Le président de l’Assemblée nationale française, Claude Bartolone qui était en visite au Burkina Faso, a déclaré jeudi à Ouagadougou, que la France « aidera le peuple burkinabè à connaître tout de son passé », notamment sur l’assassinat de l’ex-président Thomas Sankara, tué lors d’un putsch le 15 octobre 1987.

A l’issue d’une audience avec le président du parlement burkinabè, Bartolone a déclaré que «ce dossier (Sankara) est un dossier qui concerne le Burkina Faso», précisant que les autorités de son pays sont «aux côtés de la justice française pour qu’elle permette au peuple burkinabè de connaître la vérité».

Le président de l’Assemblée nationale française s’est dit « favorable à ce que la justice française puisse répondre à toutes les demandes qui émaneront de la justice du Burkina Faso pour qu’il n’y ait (pas) le moindre doute sur les relations qui doivent exister, y compris sur ce dossier, entre la France et le Burkina Faso ».

Pour de nombreux partisans du président Sankara, la France a participé d’une manière ou d’une autre au coup d’Etat au cours duquel Thomas Sankara a été tué et qui porta au pouvoir l’ex-président Blaise Compaoré.

La semaine dernière, un député représentant les Français de l’étranger, Pouria Amirshahi, avait adressé une lettre au président François Hollande lui demandant d’ouvrir les archives françaises sur ce dossier.
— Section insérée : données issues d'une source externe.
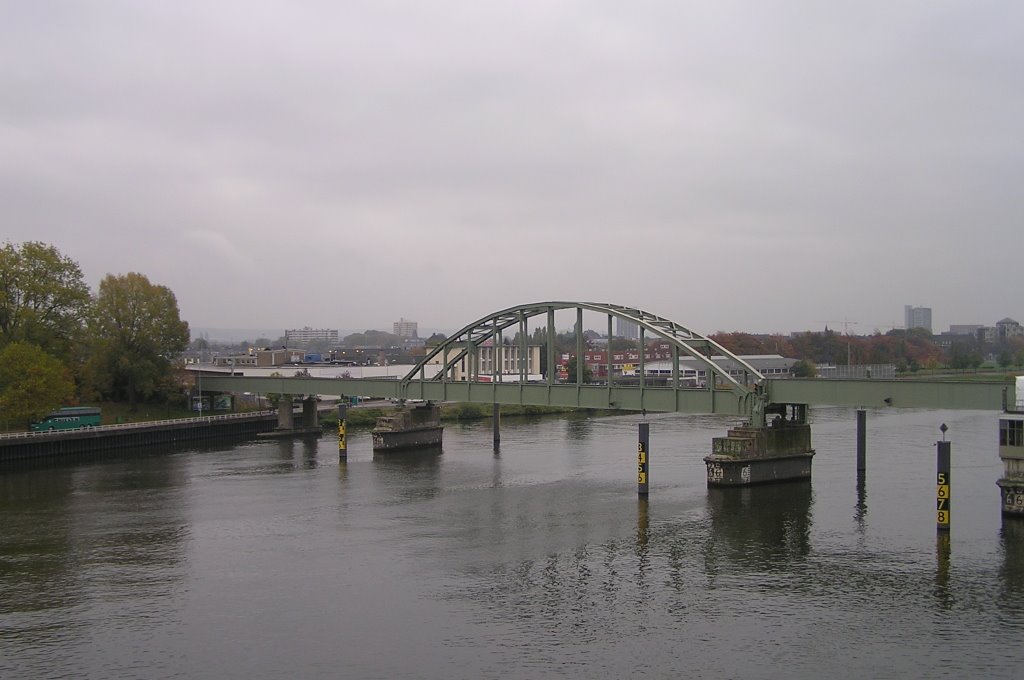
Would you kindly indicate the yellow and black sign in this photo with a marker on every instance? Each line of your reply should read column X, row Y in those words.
column 643, row 459
column 943, row 495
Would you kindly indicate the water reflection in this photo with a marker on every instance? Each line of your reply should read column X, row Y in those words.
column 942, row 550
column 759, row 527
column 412, row 474
column 579, row 427
column 64, row 528
column 860, row 509
column 1012, row 571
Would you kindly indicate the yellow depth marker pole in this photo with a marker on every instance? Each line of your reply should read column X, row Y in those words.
column 942, row 495
column 342, row 443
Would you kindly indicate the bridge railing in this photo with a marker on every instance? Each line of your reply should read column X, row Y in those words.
column 138, row 425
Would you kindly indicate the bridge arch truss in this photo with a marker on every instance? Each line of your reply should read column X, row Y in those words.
column 721, row 391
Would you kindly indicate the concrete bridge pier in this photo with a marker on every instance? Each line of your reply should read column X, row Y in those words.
column 754, row 454
column 286, row 419
column 497, row 424
column 1012, row 453
column 309, row 416
column 286, row 413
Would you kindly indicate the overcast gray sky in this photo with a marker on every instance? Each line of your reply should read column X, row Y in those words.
column 761, row 166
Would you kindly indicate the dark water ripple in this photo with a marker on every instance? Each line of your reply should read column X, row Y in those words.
column 273, row 559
Dans l’affaire Sankara, quatorze personnes ont été inculpées pour leur rôle présumé dans l’assassinat de celui qui est considéré comme «le père de la révolution» burkinabé.

Un mandat d’arrêt pour « assassinat, recel de cadavre et attentat à la sûreté de l’Etat » a été émis contre Blaise Compaoré, chassé par la rue le 31 octobre 2014 après 27 ans au pouvoir. M. Compaoré s’est réfugié en Côte d’Ivoire, où il vit en exil. L’ex président déchu a été naturalisé ivoirien le 17 novembre 2014, soit deux semaines après son arrivée en Côte d’Ivoire.